Movement off to Cassie’s right catches her eye. Susan paces back and forth. Unlike Beth and Fred who now sit perfectly silent and still, each in their own world, Susan was a constant blur of motion. Even with all the medication they put her on her body required motion. Susan’s taller than Cassie, more than a foot tall and has a thicker build. Cassie watches as Susan occasionally twitches while each foot carefully measures out the distance from one another as she paces. Her mouth opens and closes, faint words barely audible. And random. Random words, spoken passionately but without meaning. Cassie can never tell if Susan is really talking to anyone. Cassie tried to ask her about it once. But her voice sent Susan into one of her episodes.The nurses shoved Cassie aside as they sedated her companion. Cassie hasn’t said anything to Susan since then. Not that she had any desire to speak to anyone left.

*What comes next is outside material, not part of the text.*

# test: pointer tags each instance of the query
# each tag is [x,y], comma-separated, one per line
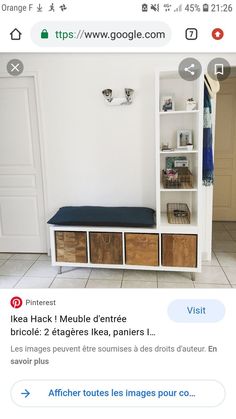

Cassie doesn’t see the last resident on her floor. He’s not in the Commons and not in his Pod. His name is Mike, and he’s the floor’s newest acquisition. Mike was admitted to Blackwell two days ago. They sent everyone to their rooms when he arrived. He bit two staffers and kicked and screamed. It took four people to hold him down while they took him to the Padded Room. He’s been there ever since.
Cassie closes her eyes again. She’s dreaming of being outside again. Of course, when she closes her eyes, it’s always a dream of somewhere other than Blackwell. Stick and Hazel are with her and they laugh as they jump into the leaves. Stick hums a madrigal. Cassie tosses a handful of leaves at Hazel. It covers him, making him look like a fuzzy bear. He smiles and playfully tosses a pile back at her. She laughs, enjoying herself. But Cassie is not laughing today. She wondered where Hazel and Stick were and what they were doing. With luck her friends were having more fun that she was.
“Do they even miss me?” she whispers into the window.